Des dissidences à prévoir, sans risque pour le Premier ministre
Le groupe dans son ensemble partage le même constat : la copie budgétaire du gouvernement est « imparfaite ». Mais le chef de file a tranché. Au vu du « contexte international », il ne serait « pas sérieux de faire tomber le gouvernement et de laisser la France sans budget », a déclaré Laurent Wauquiez deux jours avant le vote devant l’Association des journalistes parlementaires (AJP).
La consigne est passée. Les précédents scrutins ont montré qu’elle était généralement suivie… à quelques exceptions près. En octobre, trois élus LR avaient soutenu la motion de censure du RN après la démission-renomination de Sébastien Lecornu à Matignon. Le 14 janvier, alors que l’ordre international se trouvait déjà mis sens dessus dessous par Donald Trump, un seul s’y était risqué. Qu’en sera-t-il cette fois-ci ? Au moins une élue a annoncé faire acte de désobéissance : la députée des Alpes-Maritimes Alexandra Martin, qui porte les couleurs du parti de David Lisnard, maire de Cannes, qui juge « impensable » pour « un député de droite » de ne pas censurer un budget « socialiste. »
Cette voix supplémentaire ne sera cependant pas suffisante pour faire tomber le gouvernement Lecornu.
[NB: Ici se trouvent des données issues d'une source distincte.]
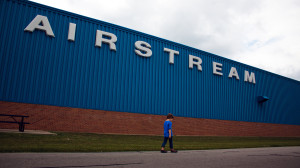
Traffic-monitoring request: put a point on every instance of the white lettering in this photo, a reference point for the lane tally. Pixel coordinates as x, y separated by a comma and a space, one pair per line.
233, 73
72, 30
217, 67
171, 54
144, 47
192, 62
249, 78
111, 42
41, 23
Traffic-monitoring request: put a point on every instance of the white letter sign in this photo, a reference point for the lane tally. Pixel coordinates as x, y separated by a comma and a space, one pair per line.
41, 23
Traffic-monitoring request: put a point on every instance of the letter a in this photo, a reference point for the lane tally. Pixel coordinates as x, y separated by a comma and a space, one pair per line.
41, 23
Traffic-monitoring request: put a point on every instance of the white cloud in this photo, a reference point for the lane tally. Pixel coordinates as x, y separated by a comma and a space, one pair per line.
260, 33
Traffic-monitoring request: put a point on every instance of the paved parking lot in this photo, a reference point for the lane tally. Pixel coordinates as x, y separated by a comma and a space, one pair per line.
279, 157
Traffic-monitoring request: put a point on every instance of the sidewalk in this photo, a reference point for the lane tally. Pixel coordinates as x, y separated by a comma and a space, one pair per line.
27, 131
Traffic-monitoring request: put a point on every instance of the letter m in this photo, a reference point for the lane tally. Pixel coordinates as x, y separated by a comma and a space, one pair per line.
249, 78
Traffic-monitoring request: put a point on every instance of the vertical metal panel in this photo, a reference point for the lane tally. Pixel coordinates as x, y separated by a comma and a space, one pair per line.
36, 68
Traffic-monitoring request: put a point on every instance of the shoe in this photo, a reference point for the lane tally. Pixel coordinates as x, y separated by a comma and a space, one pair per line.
174, 151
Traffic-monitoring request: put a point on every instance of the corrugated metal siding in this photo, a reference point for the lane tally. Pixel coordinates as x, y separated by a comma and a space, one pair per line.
38, 69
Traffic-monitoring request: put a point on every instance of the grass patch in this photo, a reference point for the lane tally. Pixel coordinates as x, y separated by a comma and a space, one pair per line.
86, 142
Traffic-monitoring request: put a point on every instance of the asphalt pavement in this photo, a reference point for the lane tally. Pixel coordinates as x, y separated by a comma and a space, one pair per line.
277, 157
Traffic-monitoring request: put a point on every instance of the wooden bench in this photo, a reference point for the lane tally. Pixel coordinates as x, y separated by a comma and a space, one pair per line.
21, 123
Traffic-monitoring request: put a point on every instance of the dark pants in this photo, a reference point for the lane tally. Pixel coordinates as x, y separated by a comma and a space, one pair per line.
166, 140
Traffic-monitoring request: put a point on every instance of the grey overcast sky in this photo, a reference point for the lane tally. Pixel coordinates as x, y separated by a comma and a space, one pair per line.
261, 33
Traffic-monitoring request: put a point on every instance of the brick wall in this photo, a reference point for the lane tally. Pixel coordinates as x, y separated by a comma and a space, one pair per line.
54, 118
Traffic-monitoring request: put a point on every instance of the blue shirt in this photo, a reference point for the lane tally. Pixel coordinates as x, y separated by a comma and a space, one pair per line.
167, 127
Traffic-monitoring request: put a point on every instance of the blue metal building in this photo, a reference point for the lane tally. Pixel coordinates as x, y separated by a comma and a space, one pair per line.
77, 65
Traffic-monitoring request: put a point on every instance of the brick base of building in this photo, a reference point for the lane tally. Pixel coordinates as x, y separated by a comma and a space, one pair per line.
66, 119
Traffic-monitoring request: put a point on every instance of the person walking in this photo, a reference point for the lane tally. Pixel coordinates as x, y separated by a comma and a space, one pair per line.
168, 134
Côté socialiste, le groupe suivra « dans sa quasi-unanimité » la consigne de non-censure, anticipe une source parlementaire sondée par Le HuffPost. « Il y aura peut-être quelques députés, notamment apparentés, qui voteront la censure. Mais ça ne sera pas de nature à changer l’issue du vote », analyse-t-elle. Les 22 élus du groupe LIOT, susceptibles en cas de scrutin serré de faire basculer le résultat, ont en effet annoncé dès le 20 janvier à TF1 qu’ils ne voteraient pas la censure, leurs demandes ayant été entendues. C’est donc serein que Sébastien Lecornu abordera la séance de ce vendredi matin. Il lui faudra cependant se plier à l’exercice encore deux fois, le temps que l’ensemble du budget soit soumis à la procédure de 49.3. Une marche après l’autre.